My point is exactly that if in the ISA we have an instruction that is higher level then `create_mask` , we could create new `vector.whilelt` (or a `vector.while<CMP>`) which can be lowered to `create_mask`+`affine.min` or directly to the `llvm.intr.get.active.lane.mask`.

The alternative of improving the LLVM selector seems harder and I am not sure worth it, since we know exactly how to lower the mask creation. What do you think?

It’s because of how `create_mask` was being lowered to llvm. It was creating a constant vector (0, 1, 2, 3, …), broadcasting the operand of `create_mask`, and comparing both vectors. This has the side effect of having a clamping behaviour (i.e.: if the operand is negative, the resulting vector is all 0s). On the other hand, if you use `get.active.lane.mask`, the behaviour is a wrap-around (negative values get bitcasted to unsigned), which was decided to be undesirable in previous discussions (referenced in the one I linked).

This is fixable, by adding a pre-clamping operation on the operand of `create_mask`, but it’s a bit messier than just switching to a `stepvector`, and there’s something to be said in favour of doing things the same way for both scalable and fixed-length vectors

`llvm.intr.get.active.lane.mask` works both for fixed-length, and scalable vectors, but `create_mask` can be multi-ranked, and complicates the lowering. I thought about it very early on, but stopped the moment it got a bit complicated.
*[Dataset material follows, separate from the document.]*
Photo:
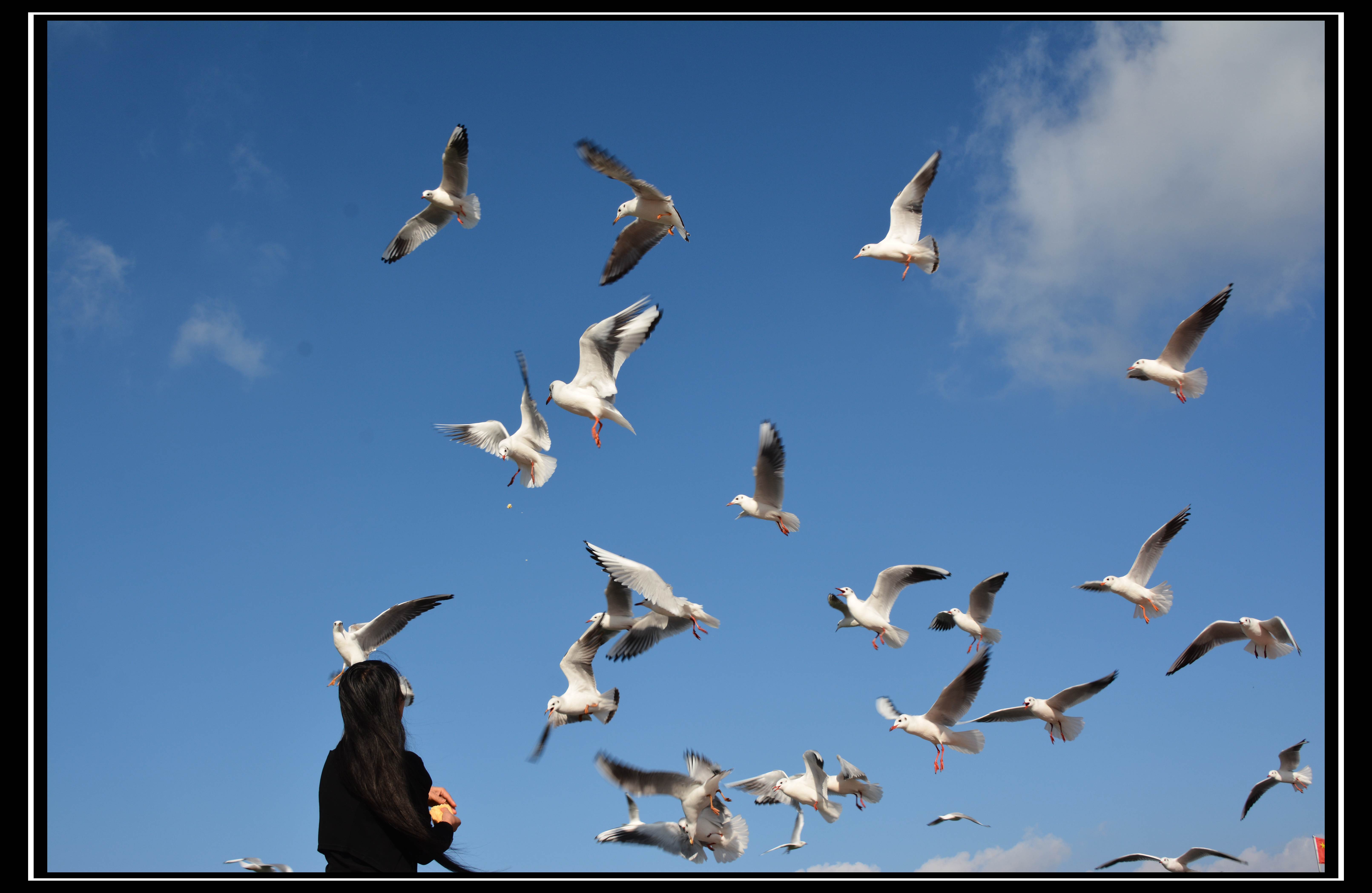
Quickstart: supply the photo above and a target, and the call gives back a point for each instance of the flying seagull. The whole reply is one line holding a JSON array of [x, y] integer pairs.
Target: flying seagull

The `stepvector` approach was straightforward and I went for that. It might be a good time to get back the `get.active.lane.mask` option?

There’s certainly a lot to improve there

The `vector.predicate` op is orthogonal to the way the mask is generated. We can compute the mask that we want, fixed or scalable, and use it there.

I’m already making progress in this direction. Hopefully we can coordinate so that we don’t duplicate work. The main problem is that having something working for simple cases is simple but we have to support multi-dimensional vectorization, named ops and have a proper lowering for those. We need to iterate a bit before we can have something that we can land. Happy to share my progress on github when I have something stable. I’ll keep you posted.

Not totally follow the `sortofpeeling` approach but the `vector.predicate` op is a high-level abstraction aimed at preventing that we go out of bounds with vector memory operations, if that’s what you are trying to do. It shouldn’t matter if you are dealing with dynamic shapes as long as we compute the mask properly.

I think I’m not aware of the `PeelOp`. Is that from the Transform dialect? `PadOp` is a different case because it’s actually transforming a tensor. It should be ok for vector operations to interact with tensors. We already already have operations that do so (vector transfer ops, for example).

+1 to minimizing hw-specific lowerings and, I would also add, introducing hw-specific abstraction in the Vector dialect. We have to make sure that whatever we come up with also works for RISC-V and does not interfere with the existing support for fixed vector-length vectors.

I think it’s great if you can prototype something quickly! We can learn from it and apply it to the long term approach. We can use the IREE Sandbox for that or share patches on github.